Congo-Kinshasa: Procès du reporter Stanis Bujakera - Le dossier d'accusation ne tient pas, selon un consortium journalistique

Un consortium journalistique a publié ce 27 novembre 2023 une enquête concernant le reporter Stanis Bujakera, jugé en RDC depuis le 13 octobre. Il affirme notamment que les analyses techniques sur lesquelles s'appuie la justice congolaise ne tiennent pas la route. Le correspondant de Reuters et de Jeune Afrique (JA) avait été arrêté le 8 septembre pour un article publié et non signé dans JA mettant en cause les renseignements militaires dans l'assassinat de l'ancien ministre Chérubin Okende.

En République démocratique du Congo (RDC), nouveau rebondissement dans l'affaire Stanis Bujakera, journaliste congolais accusé d'avoir fabriqué et diffusé une note confidentielle des services de renseignement congolais (ANR).

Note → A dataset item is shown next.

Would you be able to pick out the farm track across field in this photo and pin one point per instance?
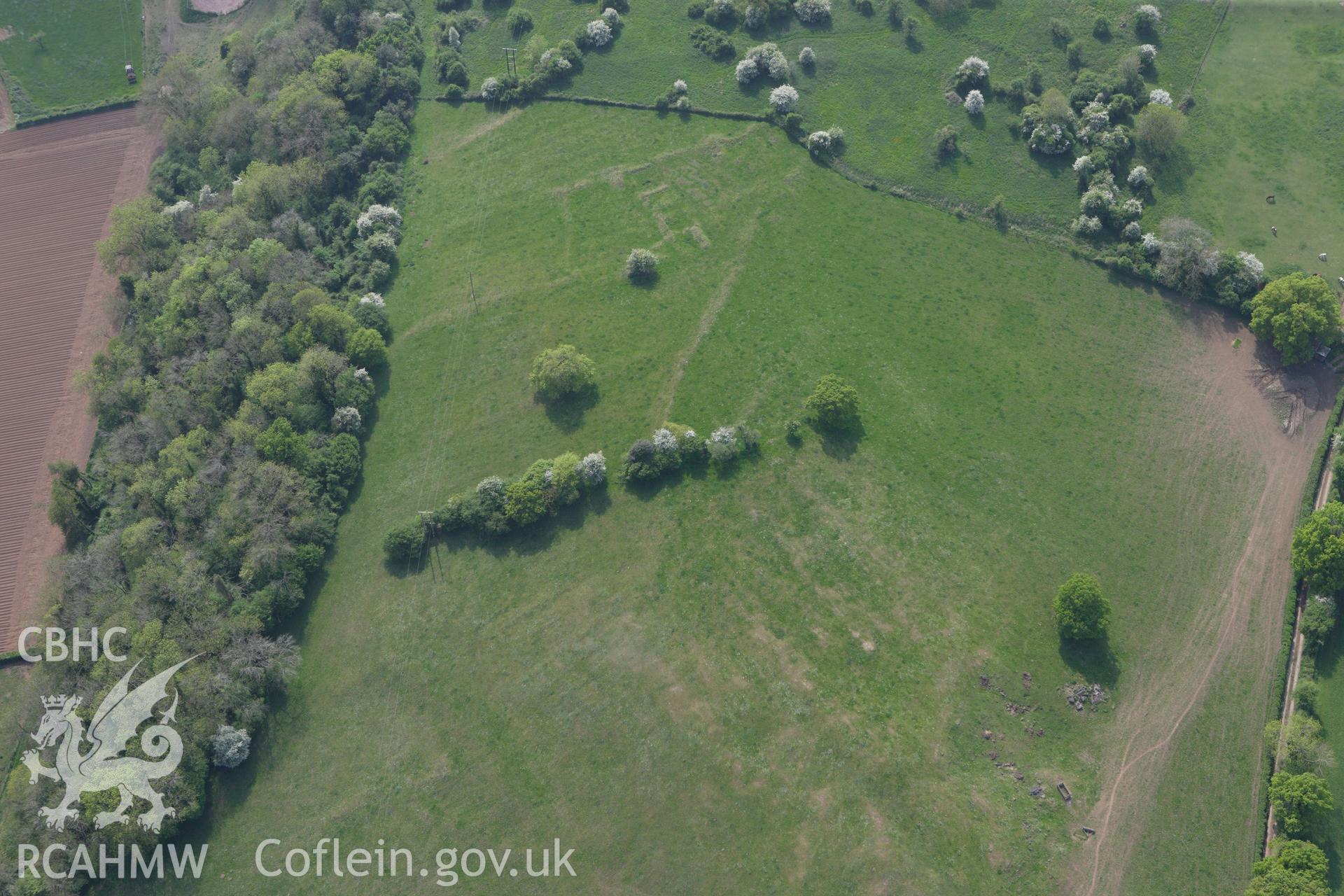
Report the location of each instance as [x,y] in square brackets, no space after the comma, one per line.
[57,183]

Près de 3 mois après son arrestation, une enquête menée par plusieurs médias indique que les affirmations du procureur - servant à accuser le journaliste - sont fausses.

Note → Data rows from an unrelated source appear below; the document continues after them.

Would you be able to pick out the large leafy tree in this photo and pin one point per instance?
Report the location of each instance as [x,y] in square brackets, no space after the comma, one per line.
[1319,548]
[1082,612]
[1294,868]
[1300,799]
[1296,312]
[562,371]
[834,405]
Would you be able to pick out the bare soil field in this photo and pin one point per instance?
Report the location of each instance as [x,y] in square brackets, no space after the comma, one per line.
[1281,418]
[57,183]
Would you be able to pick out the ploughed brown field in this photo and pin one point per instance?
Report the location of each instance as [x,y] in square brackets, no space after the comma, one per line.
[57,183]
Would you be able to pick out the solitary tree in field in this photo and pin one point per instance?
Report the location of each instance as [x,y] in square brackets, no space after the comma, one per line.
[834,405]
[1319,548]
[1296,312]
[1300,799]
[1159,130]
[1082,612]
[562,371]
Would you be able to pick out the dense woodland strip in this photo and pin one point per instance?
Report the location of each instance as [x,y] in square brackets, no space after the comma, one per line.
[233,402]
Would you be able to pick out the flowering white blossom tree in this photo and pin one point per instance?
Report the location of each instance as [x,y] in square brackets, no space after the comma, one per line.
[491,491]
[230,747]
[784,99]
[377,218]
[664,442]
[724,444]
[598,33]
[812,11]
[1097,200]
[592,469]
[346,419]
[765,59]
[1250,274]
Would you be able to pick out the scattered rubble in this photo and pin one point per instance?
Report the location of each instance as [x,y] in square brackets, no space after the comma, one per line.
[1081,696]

L'enquête a été menée par le consortium Congo Hold Up, avec entre autres le site actualite.cd, le magazine Jeune Afrique, et le site d'investigations Mediapart.

Dans leur enquête, les différents partenaires de Congo Hold Up disent avoir eu accès au dossier d'accusation qui se base notamment sur l'expertise technique d'un commissaire de la police congolaise.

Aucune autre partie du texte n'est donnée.